Chain Bridge, Budapest – Destination Photographers

Chain Bridge

The Chain bridge was designed by the English engineer William Tierney Clark in 1839, following an initiative by Count István Széchenyi, with construction supervised locally by Scottish engineer Adam Clark. It is a larger scale version of William Tierney Clark’s earlier Marlow Bridge, across the River Thames in Marlow, England.

The Chain Bridge was the first permanent stone-bridge connecting Pest and Buda, and only the second permanent crossing on the whole length of the river Danube. It is one of the symbolic buildings of Budapest, the most widely known bridge of the Hungarian capital.

It was funded to a considerable extent by the Greek merchant Georgios Sinas who had financial and land interests in the city and whose name is inscribed on the base of the south western foundation of the bridge on the Buda side.

The bridge was opened in 1849, after the Hungarian Revolution of 1848, and thus became the first permanent bridge in the Hungarian capital. At the time, its centre span of 202 metres was one of the largest in the world. The lions at each of the abutments were carved in stone by the sculptor, János Marschalkó and installed in 1852. It was designed in sections and shipped from the United Kingdom to Hungary for final construction.
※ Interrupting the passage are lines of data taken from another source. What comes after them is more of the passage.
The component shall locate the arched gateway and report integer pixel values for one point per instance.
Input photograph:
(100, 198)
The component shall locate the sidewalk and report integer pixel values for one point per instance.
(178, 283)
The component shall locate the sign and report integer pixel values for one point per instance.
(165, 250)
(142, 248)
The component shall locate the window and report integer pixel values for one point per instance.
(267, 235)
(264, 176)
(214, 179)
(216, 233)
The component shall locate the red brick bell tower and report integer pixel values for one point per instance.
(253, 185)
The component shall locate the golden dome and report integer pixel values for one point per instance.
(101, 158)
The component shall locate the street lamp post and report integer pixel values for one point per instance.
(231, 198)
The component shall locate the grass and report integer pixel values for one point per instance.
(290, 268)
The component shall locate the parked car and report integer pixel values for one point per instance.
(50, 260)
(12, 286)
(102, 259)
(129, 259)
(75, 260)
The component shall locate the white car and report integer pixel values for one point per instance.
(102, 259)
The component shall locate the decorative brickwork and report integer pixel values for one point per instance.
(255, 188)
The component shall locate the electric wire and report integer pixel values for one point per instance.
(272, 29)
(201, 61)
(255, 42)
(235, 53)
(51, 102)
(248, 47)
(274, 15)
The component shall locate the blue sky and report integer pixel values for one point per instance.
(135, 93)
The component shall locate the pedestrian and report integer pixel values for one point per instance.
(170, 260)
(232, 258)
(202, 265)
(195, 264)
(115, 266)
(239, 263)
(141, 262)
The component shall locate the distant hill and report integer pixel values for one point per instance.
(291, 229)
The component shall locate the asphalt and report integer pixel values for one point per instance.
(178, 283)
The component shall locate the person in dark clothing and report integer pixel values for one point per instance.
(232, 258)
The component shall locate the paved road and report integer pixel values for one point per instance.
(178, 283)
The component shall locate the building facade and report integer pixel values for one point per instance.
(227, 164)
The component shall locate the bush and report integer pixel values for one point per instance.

The chains have been led through the top part of the pillars where they rest on large iron saddles. Between the two pillars, the chains are hanging low, and outside the pillars, they lead to the riverbanks where they go underground with minor fractures. Here, deep underground you can find the so-called chain-chambers in which the descending chain-ends are being anchored by vast iron blocks leaning to the walls of the chambers.

The bridge’s cast iron structure was updated and strengthened in 1914. In World War II, the bridge was blown up on 18 January 1945 by the retreating Germans during the Siege of Budapest, with only the towers remaining. It was rebuilt, and it reopened in 1949.